Nom de code Hello Girls de Monica Hesse aux éditions Nathan.
Incipit : Washington, novembre 1918, Edda Grace Saint-James, après son retour précipité de France où elle a œuvré pendant plusieurs mois en tant que Hello Girl, surnom donné aux opératrices téléphoniques bilingues opérant à proximité du front pour faciliter les communications militaires, tente de reprendre le cours de sa vie et travaille à présent comme standardiste chez Bell. Un soir, un appel anonyme la plonge dans l’angoisse et la ramène à cette funeste soirée sur le front où elle a commis un erreur fatale qui a coûté la vie à 34 soldats. Cet interlocuteur anonyme l’enjoint à tout dire, à avouer car le temps presse. Epouvantée à l’idée d’être exposée mais bien décidée à découvrir qui la tourmente et pourquoi, elle se lance avec Théo, son voisin de chambre à la pension de tante Tess, à qui elle a confié son lourd secret, à la recherche de l’auteur de ces appels anonymes.
Mon avis : Le lecteur s’immerge rapidement dans l’histoire d’Edda. Rongée par la culpabilité, la jeune fille va mal, elle souffre de stress post-traumatique, s’enfonce dans la dépression et repousse tous ceux qui veulent comprendre et l’aider. L’intrigue est bien ficelée et la double temporalité de la narration permet de basculer du présent d’Edda aux événements qui se sont déroulés en France et de dévoiler par petites touches les pièces du puzzle. Le lecteur comprend vite qu’il ne s’agit pas d’un banal trou de mémoire mais qu’il a dû se passer quelque chose pour qu’Edda oublie les codes. Le style fluide de l’auteure et le rythme du récit insufflé par la double temporalité happent le lecteur et le poussent à tourner les pages pour découvrir la vérité qu’Edda essaie d’étouffer par peur d’être exposée. Paradoxalement, cette vérité, une fois révélée, sera libératrice. Le lecteur espère qu’affronter son passé permettra à Edda de remonter vers la lumière et de trouver la résilience nécessaire pour se relever et affronter l’avenir. Le lecteur s’attache vite à l’héroïne, pétrie de culpabilité, fragile, en proie à une profonde dépression, qui est, elle aussi, une victime. L’auteure tisse une toile de fond historique bien documentée dans laquelle évoluent les personnages. Elle décrit avec justesse les tensions, l’urgence et le chaos qui règnent sur la ligne de front. Elle nous fait surtout découvrir l’histoire méconnue de ces Hello Girls et rend un vibrant hommage à ces jeunes femmes courageuses oubliées par les livres d’histoire, qui ont dû se battre pour faire reconnaître leur contribution et obtenir le statut de vétéran parce qu’elles n’ont jamais été officiellement considérées comme des soldats. Il faudra attendre 1977 pour que le statut de vétéran leur soit accordé, année où seules 19 des 223 Hello Girls étaient encore en vie. Cette fiction historique nous rappelle le long combat mené par les femmes pour obtenir les mêmes droits que les hommes, combat qui, pour les femmes dans certaines régions du monde, est loin d’être terminé. Si vous aimez découvrir des pans méconnus de l’histoire, les fictions historiques bien documentées avec un soupçon d’énigme policière, Nom de code Hello Girls de Monica Hesse devrait vous plaire. En dépit des sujets traités, ce livre peut convenir à de grands ados, bons lecteurs et férus d’histoire.
Extraits
“Je ne sais pas si nos décisions révèlent qui nous sommes, dis-je enfin, ou simplement qui nous étions contraints d’être au moment où nous les avons prises. Mais je ne crois pas qu’il soit possible de revenir en arrière. Le temps ne peut avancer que dans un sens, qu’on le veuille ou non.”

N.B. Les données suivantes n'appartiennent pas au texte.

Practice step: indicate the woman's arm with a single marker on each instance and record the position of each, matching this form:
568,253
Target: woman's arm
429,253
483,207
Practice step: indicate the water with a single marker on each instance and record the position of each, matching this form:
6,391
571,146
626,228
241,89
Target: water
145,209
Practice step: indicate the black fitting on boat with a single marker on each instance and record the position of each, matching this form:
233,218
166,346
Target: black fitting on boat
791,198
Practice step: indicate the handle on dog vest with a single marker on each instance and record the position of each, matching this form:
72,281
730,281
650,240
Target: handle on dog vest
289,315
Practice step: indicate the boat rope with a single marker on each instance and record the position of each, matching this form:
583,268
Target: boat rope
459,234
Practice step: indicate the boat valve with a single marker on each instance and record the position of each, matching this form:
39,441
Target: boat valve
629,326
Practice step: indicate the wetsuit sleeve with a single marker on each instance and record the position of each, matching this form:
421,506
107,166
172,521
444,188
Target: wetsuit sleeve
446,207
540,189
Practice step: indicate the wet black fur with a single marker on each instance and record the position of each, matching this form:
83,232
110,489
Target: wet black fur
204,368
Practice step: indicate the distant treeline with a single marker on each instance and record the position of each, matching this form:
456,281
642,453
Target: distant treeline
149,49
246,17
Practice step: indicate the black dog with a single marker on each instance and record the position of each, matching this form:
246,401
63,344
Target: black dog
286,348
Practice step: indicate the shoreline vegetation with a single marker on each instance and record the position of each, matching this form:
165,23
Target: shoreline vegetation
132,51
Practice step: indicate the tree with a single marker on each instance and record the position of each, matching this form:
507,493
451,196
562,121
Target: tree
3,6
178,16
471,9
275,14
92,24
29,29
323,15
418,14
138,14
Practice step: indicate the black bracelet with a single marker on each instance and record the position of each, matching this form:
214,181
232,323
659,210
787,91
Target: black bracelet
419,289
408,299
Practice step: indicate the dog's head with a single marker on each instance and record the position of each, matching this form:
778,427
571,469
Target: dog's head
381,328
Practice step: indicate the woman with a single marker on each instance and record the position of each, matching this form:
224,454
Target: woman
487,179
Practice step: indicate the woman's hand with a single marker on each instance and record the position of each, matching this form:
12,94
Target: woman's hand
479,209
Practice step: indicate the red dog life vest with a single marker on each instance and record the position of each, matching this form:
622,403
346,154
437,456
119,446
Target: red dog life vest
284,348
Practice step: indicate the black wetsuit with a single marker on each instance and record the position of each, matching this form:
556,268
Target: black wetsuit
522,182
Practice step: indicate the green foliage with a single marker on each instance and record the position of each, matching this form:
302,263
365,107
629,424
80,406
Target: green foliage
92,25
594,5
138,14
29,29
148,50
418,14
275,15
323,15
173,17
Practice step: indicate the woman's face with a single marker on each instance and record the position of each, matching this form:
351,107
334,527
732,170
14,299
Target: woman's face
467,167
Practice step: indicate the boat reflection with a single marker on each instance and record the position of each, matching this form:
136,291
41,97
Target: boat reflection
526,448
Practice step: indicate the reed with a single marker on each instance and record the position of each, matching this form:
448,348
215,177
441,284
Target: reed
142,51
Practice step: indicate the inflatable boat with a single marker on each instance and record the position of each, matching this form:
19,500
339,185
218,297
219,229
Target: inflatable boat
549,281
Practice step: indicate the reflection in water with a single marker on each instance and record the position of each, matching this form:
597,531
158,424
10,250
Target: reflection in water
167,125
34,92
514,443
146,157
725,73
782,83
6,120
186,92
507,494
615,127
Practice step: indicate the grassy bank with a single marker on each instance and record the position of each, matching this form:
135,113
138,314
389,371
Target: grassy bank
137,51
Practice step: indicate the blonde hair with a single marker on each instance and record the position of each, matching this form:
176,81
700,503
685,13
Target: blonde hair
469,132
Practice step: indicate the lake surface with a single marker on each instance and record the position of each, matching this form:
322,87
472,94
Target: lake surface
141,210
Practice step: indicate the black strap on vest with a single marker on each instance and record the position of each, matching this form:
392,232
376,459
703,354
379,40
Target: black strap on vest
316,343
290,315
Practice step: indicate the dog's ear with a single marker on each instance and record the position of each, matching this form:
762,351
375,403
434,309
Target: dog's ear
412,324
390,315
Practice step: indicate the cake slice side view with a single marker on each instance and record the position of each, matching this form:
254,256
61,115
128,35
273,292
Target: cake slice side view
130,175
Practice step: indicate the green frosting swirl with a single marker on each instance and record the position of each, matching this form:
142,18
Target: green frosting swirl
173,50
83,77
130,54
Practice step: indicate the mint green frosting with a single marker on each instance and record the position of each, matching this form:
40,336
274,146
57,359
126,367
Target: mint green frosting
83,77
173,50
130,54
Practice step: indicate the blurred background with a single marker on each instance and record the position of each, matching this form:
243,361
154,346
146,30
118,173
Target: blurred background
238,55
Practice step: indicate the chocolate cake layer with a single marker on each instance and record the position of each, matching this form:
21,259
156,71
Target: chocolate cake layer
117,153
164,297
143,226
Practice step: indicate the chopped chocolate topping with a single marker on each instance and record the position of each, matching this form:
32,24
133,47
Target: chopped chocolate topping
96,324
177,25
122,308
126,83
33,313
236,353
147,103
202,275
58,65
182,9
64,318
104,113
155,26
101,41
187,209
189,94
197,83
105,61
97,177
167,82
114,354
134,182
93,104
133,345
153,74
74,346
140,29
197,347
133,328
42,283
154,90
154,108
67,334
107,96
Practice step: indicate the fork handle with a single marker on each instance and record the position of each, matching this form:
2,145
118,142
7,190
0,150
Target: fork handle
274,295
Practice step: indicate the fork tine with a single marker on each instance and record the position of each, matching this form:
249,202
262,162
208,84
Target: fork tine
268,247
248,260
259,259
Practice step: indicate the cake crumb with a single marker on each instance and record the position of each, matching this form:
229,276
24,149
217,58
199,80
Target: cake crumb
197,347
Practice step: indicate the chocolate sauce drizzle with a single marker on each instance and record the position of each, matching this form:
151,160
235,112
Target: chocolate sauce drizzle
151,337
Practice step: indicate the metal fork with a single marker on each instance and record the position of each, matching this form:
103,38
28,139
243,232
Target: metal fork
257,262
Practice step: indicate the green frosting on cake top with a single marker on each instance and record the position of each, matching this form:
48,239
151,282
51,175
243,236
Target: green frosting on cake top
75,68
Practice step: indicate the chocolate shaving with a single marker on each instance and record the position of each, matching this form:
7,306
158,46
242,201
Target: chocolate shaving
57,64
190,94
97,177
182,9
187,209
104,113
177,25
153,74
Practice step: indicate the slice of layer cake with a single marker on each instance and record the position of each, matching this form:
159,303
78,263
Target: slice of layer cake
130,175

“La vérité, c’est que la vie des garçons comme lui n’a pas de valeur. Ils se battaient dans les tranchées, mais les décisions dont leur vie dépendait étaient prises au téléphone par des gens qui ne se sont jamais sali les mains. Les garçons comme mon fils n’avaient rien à faire en France, et ils sont morts là-bas à cause de gens comme vous. Parce que vous avez été cruels et indifférents. Mon fils a perdu la vie, et ceux qui l’ont poussé à s’enrôler, comme ceux qui auraient dû veiller sur lui là-bas, ceux-là n’ont rien perdu du tout.”
“On pense qu’avec le temps le chagrin diminue. Mais il ne diminue pas. C’est la vie qui s’agrandit.”